Well, we do have our customers to attend to as well, and they care that we are stable and will be around to take care of them, so that’s what we always aim to do. :-)
Every time I see someone bring up team size & Github’s more recent disarray, I have to consciously stop myself from throwing a fit and screaming “correlation != causation”!
1) Re: Github, the simplified version of the situation was that this was due to VC-initiated VP/Director-level management reshuffling. VC’s wanted “adult supervision” in charge to lead Github to an “exit”.

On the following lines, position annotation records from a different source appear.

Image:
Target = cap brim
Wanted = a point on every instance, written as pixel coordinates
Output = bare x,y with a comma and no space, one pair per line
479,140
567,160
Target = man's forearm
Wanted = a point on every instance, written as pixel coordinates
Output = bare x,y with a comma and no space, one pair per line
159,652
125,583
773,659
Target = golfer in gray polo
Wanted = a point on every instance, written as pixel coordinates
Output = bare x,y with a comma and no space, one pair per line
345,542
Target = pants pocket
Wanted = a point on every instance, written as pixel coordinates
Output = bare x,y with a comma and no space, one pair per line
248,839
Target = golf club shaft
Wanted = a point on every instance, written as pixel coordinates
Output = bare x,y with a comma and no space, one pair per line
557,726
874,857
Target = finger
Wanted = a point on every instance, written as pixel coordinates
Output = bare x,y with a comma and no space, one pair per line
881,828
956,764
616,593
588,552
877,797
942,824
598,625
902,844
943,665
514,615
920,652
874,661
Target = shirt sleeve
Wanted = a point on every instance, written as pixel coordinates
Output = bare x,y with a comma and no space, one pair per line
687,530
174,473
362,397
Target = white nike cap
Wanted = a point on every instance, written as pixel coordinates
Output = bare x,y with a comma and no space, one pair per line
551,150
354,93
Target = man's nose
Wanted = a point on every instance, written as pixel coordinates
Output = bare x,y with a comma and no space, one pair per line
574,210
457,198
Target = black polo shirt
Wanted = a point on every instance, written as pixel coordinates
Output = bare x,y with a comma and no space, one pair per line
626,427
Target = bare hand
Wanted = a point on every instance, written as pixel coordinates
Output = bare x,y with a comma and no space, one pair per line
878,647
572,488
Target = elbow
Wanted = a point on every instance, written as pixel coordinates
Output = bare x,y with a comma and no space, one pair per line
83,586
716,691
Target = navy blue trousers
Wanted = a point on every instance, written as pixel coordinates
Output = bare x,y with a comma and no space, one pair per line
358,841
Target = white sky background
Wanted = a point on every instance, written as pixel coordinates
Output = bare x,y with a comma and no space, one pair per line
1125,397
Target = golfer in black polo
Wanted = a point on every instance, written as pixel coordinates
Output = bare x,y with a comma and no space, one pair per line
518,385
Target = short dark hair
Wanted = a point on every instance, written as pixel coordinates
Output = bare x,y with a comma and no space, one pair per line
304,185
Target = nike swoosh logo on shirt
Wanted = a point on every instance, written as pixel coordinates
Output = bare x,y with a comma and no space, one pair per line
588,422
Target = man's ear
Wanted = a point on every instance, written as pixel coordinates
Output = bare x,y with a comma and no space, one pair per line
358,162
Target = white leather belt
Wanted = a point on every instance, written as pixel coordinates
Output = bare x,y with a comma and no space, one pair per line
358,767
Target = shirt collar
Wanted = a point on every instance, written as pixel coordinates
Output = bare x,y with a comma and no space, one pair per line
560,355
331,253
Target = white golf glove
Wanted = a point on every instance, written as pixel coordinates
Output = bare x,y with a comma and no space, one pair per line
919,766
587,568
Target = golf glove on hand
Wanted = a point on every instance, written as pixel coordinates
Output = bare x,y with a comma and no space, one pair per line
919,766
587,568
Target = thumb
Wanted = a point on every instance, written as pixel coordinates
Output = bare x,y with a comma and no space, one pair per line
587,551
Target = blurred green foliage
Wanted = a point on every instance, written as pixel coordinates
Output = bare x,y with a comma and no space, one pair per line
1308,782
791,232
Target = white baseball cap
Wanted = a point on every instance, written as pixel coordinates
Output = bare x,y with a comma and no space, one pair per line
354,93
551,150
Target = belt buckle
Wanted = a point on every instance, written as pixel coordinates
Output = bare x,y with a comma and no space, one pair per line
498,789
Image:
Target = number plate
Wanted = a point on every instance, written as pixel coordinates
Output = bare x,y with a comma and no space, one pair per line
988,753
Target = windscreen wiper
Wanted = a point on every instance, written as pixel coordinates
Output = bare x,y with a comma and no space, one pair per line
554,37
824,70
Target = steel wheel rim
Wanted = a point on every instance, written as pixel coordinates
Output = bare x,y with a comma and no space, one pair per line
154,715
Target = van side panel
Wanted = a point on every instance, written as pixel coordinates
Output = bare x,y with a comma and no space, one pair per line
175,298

2) Re: “it must only work for small teams” (and associated mentality), see: https://en.wikipedia.org/wiki/W._L._Gore_and_Associates#Culture (I specifically avoided using Valve as an example, just to show that even in industries other than software, this is possible).
I think the takeaway here is that more than size, it’s the people that makes up the org. Have the wrong (or rather, a “different”) set of people setting the culture/tone, then a previously loosely allocated organization can quickly fall in line to resemble a more traditional centralized org.
That seems like an odd response to have. Do you think that manager-full environments are never or rarely toxic? That has not been my experience.